Все участники этой кощунственной сцены молчаливо предполагают присутствие Бога примерно в том же смысле, что и детская языковая игра, как бы утверждая: «Ага, тебя же нет». Теперь мы можем делать все что захотим. Тем самым отменяется христианская идея о том, что искупительная жертва Иисуса нарушает логику жертвоприношения. Такой подход совместим со всеми идеологиями, которые предполагают, что жертвоприношение необходимо и имеет непреходящее значение, что культура и общество не могут обойтись без этого пугающего или, с функционалистской точки зрения, пугающе эффективного механизма.
Как и в современных литературных текстах и стилизациях, в романах де Сада также есть сюжеты, голоса и персонажи[527]. Однако если мы примем во внимание их литературную хрупкость – а это подразумевает невозможность отождествления с либертинами, – то окажется, что утверждениям этих персонажей не обязательно верить.

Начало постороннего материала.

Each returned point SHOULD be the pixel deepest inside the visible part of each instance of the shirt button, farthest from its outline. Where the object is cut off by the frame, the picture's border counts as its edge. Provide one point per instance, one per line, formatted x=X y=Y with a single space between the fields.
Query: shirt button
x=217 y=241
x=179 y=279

Есть множество способов прочтения литературных текстов, в том числе, например, субверсивное декодирование. Но они не дают ответа на вопрос, существуют ли люди, которые совершают подобные действия, и почему они это делают. Дискурс, который де Сад приписывает своим героям, – это, несомненно, чистое, бессовестное и бесстыдное вторичное удовольствие от жестокости. Они уверены, что при определенных обстоятельствах жестокая игра может быть более привлекательной, чем сочувствие. Но и здесь мы сталкиваемся с удивительным парадоксом: жестокие люди профессиональны в своей чрезмерности, они с удовольствием позволяют себя пороть, чтобы затем самим пороть и унижать себя еще лучше и, главное, изощреннее.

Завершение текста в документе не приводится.